I chair a committee at school which provides a "teacher appreciation lunch" once per month.  I have a team of about 30 volunteers.  Not everyone contributes every month, so I just throw the the dates and themes out there and see what sticks.  This results in a slurry of about 100 emails.  The back and forth goes something like this:

Thelma (to all):  "I can bring the Diet Coke."
Me (to Thelma):   "We already have enough Diet Coke, could you bring some Sprite?"
Thelma (to all): "Sure, no problem.  How much?"
Me (to Thelma):  "Two 2 liter bottles.  Leave them in the cafeteria kitchen." (this is stated in every email, but no matter)
Thelma (to all):  "Okay, I'll do it."
Me (to Thelma):  "Thanks, I'll send a reminder."

Now, read these without my responses.   It looks like Thelma is bringing Diet Coke, right?  That's what "reply all" read.  So then I get these emails:

Louise (to all):  "I thought I was bringing Diet Coke, but it looks like Thelma is bringing it instead.  What am I supposed to bring?"
Me:  "You are bringing Diet Coke, I replied to Thelma to bring Sprite instead, but didn't want to burden everyone with all the information.  Please put it in the cafeteria kitchen."

Then, I get this priceless gem:

Eliza (to me):  "Could you please send out an email to tell everyone to stop sending "reply all" messages?  I am completely confused as to who is bringing what!!"

Yes, this is the clusterfuck that is my committee.   Some of it might be bad email ettiquette habits, but I think that most of it is, "see what I'm doing?"  "I'm bringing handmade whatever, what are you bringing?"  Stop showing off.   I don't care what you bring, just bring it...and put it in the cafeteria kitchen.  


Monday, May 4, 2009

Days of Swine and Roses

I would like to announce that the Swine Flu has reported cases here in my city.  There is a child with it at a school on my side of town.  I'll admit, it felt a little more scary knowing that it's here.
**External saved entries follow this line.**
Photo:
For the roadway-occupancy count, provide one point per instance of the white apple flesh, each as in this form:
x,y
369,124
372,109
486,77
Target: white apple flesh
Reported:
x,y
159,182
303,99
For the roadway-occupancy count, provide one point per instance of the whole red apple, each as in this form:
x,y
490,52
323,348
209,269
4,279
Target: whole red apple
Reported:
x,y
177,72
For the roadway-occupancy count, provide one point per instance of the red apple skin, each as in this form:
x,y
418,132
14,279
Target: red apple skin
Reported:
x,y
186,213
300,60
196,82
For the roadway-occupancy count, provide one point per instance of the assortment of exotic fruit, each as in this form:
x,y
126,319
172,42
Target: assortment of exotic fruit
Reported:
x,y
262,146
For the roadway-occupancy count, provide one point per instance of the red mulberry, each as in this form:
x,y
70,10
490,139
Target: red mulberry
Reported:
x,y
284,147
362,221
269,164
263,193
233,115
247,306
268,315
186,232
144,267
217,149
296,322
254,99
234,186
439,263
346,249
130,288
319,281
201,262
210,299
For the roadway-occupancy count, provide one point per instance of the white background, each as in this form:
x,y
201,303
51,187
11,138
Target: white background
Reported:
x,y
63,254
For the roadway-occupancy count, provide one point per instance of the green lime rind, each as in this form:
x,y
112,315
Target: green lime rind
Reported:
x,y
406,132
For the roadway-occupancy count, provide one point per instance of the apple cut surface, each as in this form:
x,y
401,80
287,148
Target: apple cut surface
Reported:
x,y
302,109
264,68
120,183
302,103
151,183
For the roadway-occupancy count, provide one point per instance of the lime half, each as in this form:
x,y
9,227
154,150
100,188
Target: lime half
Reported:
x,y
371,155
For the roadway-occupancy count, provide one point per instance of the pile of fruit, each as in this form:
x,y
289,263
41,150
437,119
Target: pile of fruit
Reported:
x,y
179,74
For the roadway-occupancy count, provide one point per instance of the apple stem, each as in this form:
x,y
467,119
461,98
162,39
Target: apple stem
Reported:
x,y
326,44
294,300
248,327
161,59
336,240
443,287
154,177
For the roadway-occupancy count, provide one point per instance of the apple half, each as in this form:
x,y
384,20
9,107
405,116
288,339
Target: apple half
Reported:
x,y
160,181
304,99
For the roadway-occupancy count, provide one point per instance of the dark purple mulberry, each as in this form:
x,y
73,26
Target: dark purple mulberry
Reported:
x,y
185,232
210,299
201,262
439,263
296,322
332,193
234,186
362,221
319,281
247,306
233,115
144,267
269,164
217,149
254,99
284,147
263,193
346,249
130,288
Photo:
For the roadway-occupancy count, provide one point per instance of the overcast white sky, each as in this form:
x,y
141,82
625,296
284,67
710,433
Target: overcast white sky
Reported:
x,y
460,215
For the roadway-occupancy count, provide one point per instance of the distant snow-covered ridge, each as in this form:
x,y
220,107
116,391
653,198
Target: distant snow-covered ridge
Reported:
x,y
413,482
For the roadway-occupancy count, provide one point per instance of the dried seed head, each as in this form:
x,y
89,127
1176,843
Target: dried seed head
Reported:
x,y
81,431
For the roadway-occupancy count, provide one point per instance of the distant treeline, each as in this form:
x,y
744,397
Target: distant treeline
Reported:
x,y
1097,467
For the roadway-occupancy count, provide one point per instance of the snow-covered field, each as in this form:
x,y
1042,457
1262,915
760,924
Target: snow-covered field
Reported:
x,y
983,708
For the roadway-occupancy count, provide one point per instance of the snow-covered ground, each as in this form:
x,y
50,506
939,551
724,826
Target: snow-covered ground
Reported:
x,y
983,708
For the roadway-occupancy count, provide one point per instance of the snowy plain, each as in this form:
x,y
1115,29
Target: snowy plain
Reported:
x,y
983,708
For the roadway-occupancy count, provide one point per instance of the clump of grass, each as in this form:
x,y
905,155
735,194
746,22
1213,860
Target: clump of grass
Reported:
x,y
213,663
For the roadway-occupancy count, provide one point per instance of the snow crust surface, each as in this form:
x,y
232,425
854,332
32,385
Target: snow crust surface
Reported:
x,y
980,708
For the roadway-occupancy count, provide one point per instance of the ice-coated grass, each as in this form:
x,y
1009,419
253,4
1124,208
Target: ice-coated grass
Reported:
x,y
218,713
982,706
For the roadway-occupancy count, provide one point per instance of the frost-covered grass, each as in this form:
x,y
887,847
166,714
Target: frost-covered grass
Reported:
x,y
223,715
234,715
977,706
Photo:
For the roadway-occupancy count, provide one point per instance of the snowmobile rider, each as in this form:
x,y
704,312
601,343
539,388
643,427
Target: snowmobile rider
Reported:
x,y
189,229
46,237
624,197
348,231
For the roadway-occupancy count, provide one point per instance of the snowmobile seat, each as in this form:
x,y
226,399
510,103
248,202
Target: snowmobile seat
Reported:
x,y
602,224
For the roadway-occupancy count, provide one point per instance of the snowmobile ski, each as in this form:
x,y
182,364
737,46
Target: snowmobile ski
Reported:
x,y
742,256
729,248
One of the schools shut down is attended by girls on our soccer team.  They are shut down for a week.  A week.  This infected child no doubt has siblings at other schools, goes to church, plays on sports teams, and on and on...I doubt if it can be contained just be closing the school and spraying some Lysol.   Meanwhile, kids are out of school for a week.  Parents are scrambling to find child care for their kids, and now they have another week of school in June.  All to avoid a runny nose and sore throat.  The front desk at my kids' school is in high dudgeon.  They sent a child home last week because she was coughing.  She is asthmatic.   

We all need to take a deep breath.  

Oh, and the soccer league told us that the girls should not give each other high fives or shake hands at the end of games so as not to spread germs.  Have they ever seen a soccer match?


Friday, May 1, 2009

Sentimental Journey

I was just sentimental about my period.  Say what?  Yes, I just purchased a copy of "The Care and Keeping of You", a book about girls growing up.  My daughter is nine, and she knows most of what she needs to know about her own development, but this is a really great book for her to have on hand so she can read about this stuff in private.

So anyway, I'm leafing through it and there's information about teeth, armpits, acne and sunscreen.  Then there's breast development, buying a bra, and GASP! getting your period.  And then it all came rushing back.  Reading Are You There God?, It's Me, Margaret, chomping at the bit to get that first period, the wonder, horror, excitement, and revulsion all mixed together.  And I got a little sentimental.  Then I kept reading.  Pubic hair, tampons vs. pads, PMS, eating disorders, shaving, etc.  I was exhausted just reading about it, and this doesn't even go near the sex stuff!   I wasn't so sentimental anymore, but it is an awesome responsibility to guide a girl through this time in her life.  There is a lot to our care and keeping.  

I have a great daughter.  I'm excited for her, and me.  Girls will be women.